A comparative analysis is conducted using Google collaboration research, which has evaluated the performance of each ML technique included in the Ad-Cov-CorrelationNet model in terms of accuracy, precision, recall, and F1 score. The accuracy of Logistic Regression, KNN, Decision Tree, Random Forest, and SVM classification models is greater than 95%, and MLP yields the best accuracy of 98.60%. The outcomes of this study also show accurate ROC curves. A patient who is directly contacted in the outside world suffers more illnesses associated with coronavirus. Symptoms like breathing problems, fever, dry cough, and sore throat are very sensitive to COVID-19 cases. So, it is safe to stay at home for sensitive patients.
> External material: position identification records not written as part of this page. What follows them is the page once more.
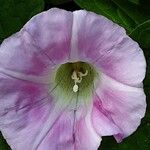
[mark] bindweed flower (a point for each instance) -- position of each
(67, 79)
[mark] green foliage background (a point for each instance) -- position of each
(133, 15)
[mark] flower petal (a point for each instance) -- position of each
(124, 105)
(24, 106)
(42, 43)
(106, 45)
(63, 136)
(52, 31)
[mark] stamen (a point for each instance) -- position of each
(77, 77)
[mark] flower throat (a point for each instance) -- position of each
(75, 77)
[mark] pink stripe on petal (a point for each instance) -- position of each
(104, 44)
(126, 105)
(51, 31)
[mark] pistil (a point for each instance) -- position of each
(77, 77)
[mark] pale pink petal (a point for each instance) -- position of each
(25, 58)
(105, 44)
(42, 43)
(51, 31)
(124, 105)
(71, 133)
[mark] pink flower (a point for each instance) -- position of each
(67, 79)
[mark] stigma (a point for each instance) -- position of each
(77, 77)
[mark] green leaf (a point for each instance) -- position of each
(57, 2)
(110, 10)
(15, 13)
(135, 1)
(132, 11)
(142, 34)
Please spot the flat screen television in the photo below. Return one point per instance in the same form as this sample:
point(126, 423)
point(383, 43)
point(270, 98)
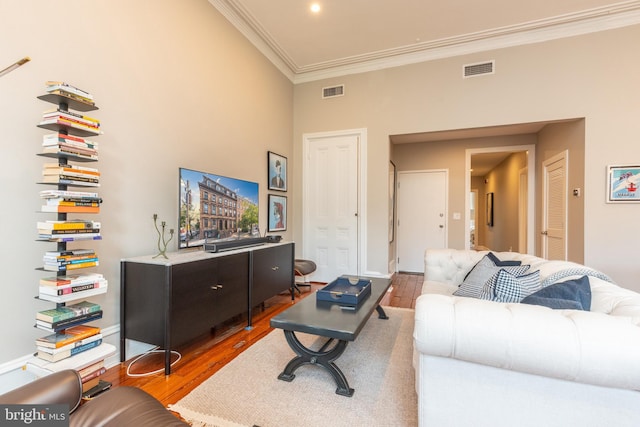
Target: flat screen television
point(215, 208)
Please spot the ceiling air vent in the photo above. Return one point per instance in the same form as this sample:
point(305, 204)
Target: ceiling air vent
point(333, 91)
point(478, 69)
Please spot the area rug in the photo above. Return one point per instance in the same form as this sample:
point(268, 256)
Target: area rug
point(247, 391)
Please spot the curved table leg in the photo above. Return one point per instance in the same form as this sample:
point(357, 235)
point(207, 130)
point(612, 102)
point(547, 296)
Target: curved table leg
point(321, 357)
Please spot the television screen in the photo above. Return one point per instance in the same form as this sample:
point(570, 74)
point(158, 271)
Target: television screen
point(215, 208)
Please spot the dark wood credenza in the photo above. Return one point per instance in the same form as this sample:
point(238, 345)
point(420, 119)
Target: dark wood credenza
point(169, 302)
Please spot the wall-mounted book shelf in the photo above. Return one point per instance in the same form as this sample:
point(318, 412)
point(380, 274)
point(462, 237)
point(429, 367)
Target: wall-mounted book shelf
point(68, 284)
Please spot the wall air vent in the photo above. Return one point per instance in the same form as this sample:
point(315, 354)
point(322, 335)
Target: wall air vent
point(333, 91)
point(478, 69)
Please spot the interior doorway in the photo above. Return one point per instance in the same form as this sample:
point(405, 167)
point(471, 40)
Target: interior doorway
point(333, 202)
point(422, 216)
point(528, 208)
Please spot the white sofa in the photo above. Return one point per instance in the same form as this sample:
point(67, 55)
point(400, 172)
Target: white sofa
point(486, 363)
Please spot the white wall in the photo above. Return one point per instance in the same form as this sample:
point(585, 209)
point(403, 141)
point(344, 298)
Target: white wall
point(176, 84)
point(591, 76)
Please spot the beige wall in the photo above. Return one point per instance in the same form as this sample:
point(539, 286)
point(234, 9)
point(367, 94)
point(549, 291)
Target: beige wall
point(587, 76)
point(176, 84)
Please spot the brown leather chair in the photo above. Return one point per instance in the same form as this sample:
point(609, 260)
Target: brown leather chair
point(122, 406)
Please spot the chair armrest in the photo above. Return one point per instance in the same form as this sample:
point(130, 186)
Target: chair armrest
point(64, 387)
point(124, 407)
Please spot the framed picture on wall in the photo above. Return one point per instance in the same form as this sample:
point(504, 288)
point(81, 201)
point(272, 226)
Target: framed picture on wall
point(490, 209)
point(622, 184)
point(277, 167)
point(277, 213)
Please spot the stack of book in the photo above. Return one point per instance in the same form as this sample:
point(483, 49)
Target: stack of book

Hypertension, headache and gastrointestinal are not the serious illness for Alzheimer’s patients. So, symptoms with these minor problems remain in a less risky position.

Finally, the findings after the correlation study are given below:

  • Finding 1: AD Patients with direct contact with outside world mostly suffer from COVID-19.

  • Finding 2: AD Patients with serious chronic illness with COVID-19 symptoms also suffer from infection in spite of no direct contact with outside world.

  • Finding 3: AD Patients with only diabetes, hypertension with mild COVID-19 symptoms also suffer from infection. But, the cases are not that significant.

  • Finding 4: AD Patients with headache, fatigue, and gastrointestinal problems are less likely to suffer from COVID-19 in spite of direct contact with outside.

  • Finding 5: AD Patients are suffering low COVID-19 positive rate (in rare cases).